There’s a new bug on the block, and it can fool your Android’s security system. This piece of malware, just discovered by Symantec tech security company, pretends to be part of your phone’s firewall. The company said that the malware has only affected people in China although they do not know how many have been infected.
What is Android.Spywaller?
Android.Spywaller is a piece of malware that has been designed to look like a Google Service, specifically part of the firewall. Your phone’s firewall is supposed to protect you against much malicious software, so this is an ingenious bit of irony. The malware is using the Android OS security services to defeat OS security. Posing as a security feature, the malware is allowed through your phone’s defenses. But how can this even be done? The attackers used DroidWall, Symantec explains, which is a firewall binary otherwise known as a customized version of iptables. DroidWall is available to the public, so that was an easy step. Using this DroidWall, the attackers then made their own firewall rules that effectively disabled the antivirus protection by blocking the app’s communication with a remote server. Without the antivirus app to block the malware, it slips by undetected.
Once it is inside, it begins rooting the phone so that it can install data trackers such as screen-grabbers and keyloggers. Users are none the wiser because even the phone thinks that the malware is a security feature. The designers made it look like the well-known and much downloaded Chinese mobile antivirus app Qihoo 360, the same app that the malware actually blocked so that it could replace it.
How Could This Happen?
We all know that there have been a lot of issues at Google lately, so app security has not really been at the level that we would have liked it to reach last year. There are so many different types of devices using Android, and firmware updates come a lot less often than is prudent. There have also been a lot of attacks designed for Android devices not only because of the security issues but because Android users far outnumber users of any other mobile OS. It can be hard to keep up with all the offensives.
In addition, Chinese users do not have the benefit of access to the official Google Play Store. There, security is tighter because apps are scanned better than they are on any third party app store. Chinese users can never be sure that they are getting a clean app unless they actually use a VPN and download their apps only from Google Play.
Finally, app developers must shoulder some of the blame. A lot of them are not careful about security when they develop their apps. They just want to get them out there to start generating income and so this is a big risk. After this, few developers actually update their apps and they are left in the open to actually provide easy ins for any spy or criminal.

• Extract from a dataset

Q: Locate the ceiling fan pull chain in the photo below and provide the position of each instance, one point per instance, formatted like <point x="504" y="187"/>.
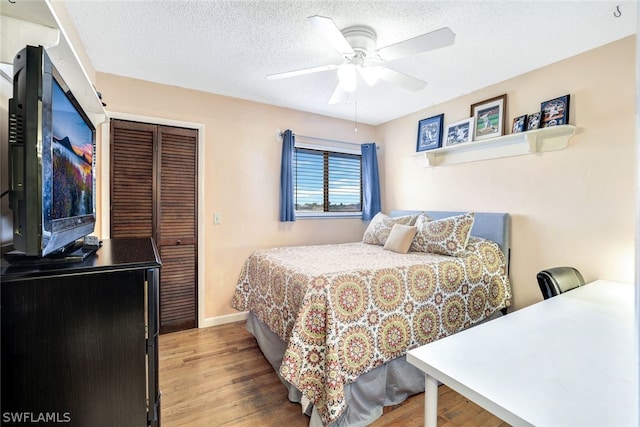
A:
<point x="356" y="116"/>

Just Another Attack Vector?
The malware has been confined to China, as Symantec reported, and this has got us thinking. Tools like screen-grabbers and keyloggers are often used by cybercriminals to help them obtain bank logins and such. But these tools are never used alone, and the targets are not usually so confined to a certain region. Since the malware seems only to be interested in what phone users are viewing and typing, it really looks rather like a spy tool and not a criminal hack. Can this Android.Spywaller actually be a government experiment in cracking mobile phones? We do not have much information at the moment – and we may never know for sure – but we are reserving our suspicions just in case someone comes along to blow the whistle on Xi’s administration.